Last year's election opened the political road to Howard's industrial steamroller. A one-vote majority in the Senate was all he needed - or it should have been. But he reckoned without the pugnacious Joyce, a Queensland National. Joyce's determination to use his vote how he sees best has made Howard's Senate majority a fragile advantage.
Howard should have been able to turn to Fielding, the first and sole representative of the Family First Party in Canberra. The party, at first seen as a clone of American-style far-Right religious activism, had forged an alliance of kinds with Howard during the election. But Fielding has proven himself a man with a strong, independent agenda.
Both opposed the full privatisation of the telecommunications giant Telstra, and would have killed it were it not for the considerable concessions forced from Howard by Joyce.
This week Joyce crossed the floor to kill the Government's bid to ease the restrictions on mergers by big business. He had previously frustrated a proposed ban on compulsory student unionism.
Now the two men are all that stand between Howard and one of the key goals of his career in politics: an almost union-free workplace. But it is a coincidence of divergent agendas.
Joyce, a 38-year-old father of three, came to Canberra with plans to make his presence felt for a fairly short, hard-hitting, time in the Senate. He is self-made, a one-time farm worker and bouncer, now a self-employed accountant.
His party has been on the ropes for years, shrinking in support and significance as demographics and history whittle away its rural base.
Joyce has made it clear his loyalties lie first with Queensland and his party.
He has also made it clear he is unhappy with elements of Howard's package, most notably the plan to replace state-based awards with single national agreements - anathema to the fiercely partisan Queenslander who abhors any attempt to toy with the constitutional rights of the states to govern themselves.
Joyce has yet to declare whether he will again cross the floor to defeat the package. But Howard has made it clear that he is not open to negotiation - "This is not an ambit claim" - and Joyce will face the choice of caving in or killing the whole beast.
If he does stand his ground, Fielding would have been the man most likely to be courted to make up the Government numbers. But although Family First shared sufficient values and had sufficient political nous to extract concessions from Howard during the election - including a commitment to test all new laws for their effect on the welfare of families - the Prime Minister has little chance of shifting Fielding on industrial relations.
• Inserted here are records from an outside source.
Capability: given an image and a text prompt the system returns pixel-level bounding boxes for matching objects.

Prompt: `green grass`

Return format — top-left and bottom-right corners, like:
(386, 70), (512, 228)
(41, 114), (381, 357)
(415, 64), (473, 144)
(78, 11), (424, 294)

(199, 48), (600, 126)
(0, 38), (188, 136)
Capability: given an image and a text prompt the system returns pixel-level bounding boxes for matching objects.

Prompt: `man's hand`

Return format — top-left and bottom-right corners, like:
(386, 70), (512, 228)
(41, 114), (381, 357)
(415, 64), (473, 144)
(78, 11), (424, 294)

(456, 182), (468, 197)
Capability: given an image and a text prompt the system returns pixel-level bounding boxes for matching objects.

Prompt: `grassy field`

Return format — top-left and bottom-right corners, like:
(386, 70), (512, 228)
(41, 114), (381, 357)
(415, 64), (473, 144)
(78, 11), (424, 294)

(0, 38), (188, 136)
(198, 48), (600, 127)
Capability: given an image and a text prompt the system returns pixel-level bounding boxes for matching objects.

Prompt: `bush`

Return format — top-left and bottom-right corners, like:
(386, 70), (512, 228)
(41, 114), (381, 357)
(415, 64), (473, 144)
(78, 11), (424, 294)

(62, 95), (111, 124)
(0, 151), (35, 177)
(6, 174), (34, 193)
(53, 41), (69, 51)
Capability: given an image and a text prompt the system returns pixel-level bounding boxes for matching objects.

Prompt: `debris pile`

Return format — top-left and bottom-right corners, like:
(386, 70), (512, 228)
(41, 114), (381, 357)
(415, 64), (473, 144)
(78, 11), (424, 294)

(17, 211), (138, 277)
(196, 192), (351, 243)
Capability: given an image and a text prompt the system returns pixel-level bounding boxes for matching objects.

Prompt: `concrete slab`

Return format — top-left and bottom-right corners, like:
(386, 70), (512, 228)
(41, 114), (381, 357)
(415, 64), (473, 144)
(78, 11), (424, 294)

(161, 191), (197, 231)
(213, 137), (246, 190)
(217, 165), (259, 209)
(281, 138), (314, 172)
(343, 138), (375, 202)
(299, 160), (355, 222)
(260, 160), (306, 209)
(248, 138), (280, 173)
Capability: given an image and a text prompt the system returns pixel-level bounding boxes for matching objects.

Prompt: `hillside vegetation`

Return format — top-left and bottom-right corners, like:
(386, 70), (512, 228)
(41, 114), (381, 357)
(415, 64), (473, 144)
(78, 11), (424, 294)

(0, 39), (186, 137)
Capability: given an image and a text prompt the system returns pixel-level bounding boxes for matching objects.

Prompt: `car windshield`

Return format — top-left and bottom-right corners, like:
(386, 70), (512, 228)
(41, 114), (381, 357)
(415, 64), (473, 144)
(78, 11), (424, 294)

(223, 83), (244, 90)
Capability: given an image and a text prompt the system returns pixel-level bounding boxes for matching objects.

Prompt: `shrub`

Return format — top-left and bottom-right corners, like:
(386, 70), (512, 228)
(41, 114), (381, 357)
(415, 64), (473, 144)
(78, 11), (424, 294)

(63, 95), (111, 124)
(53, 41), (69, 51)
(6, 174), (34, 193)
Family First has a broad and often surprisingly liberal platform, championing issues ranging from improved Aboriginal health and education to increased foreign aid.
Fielding passionately shares these beliefs and values.
He is from a Melbourne family of 16 children and came to Canberra after a career that spanned finance, telecommunications - including a spell in New Zealand with Telecom - media and IT.
Like Joyce, but with different motivations, he intends walking his own path.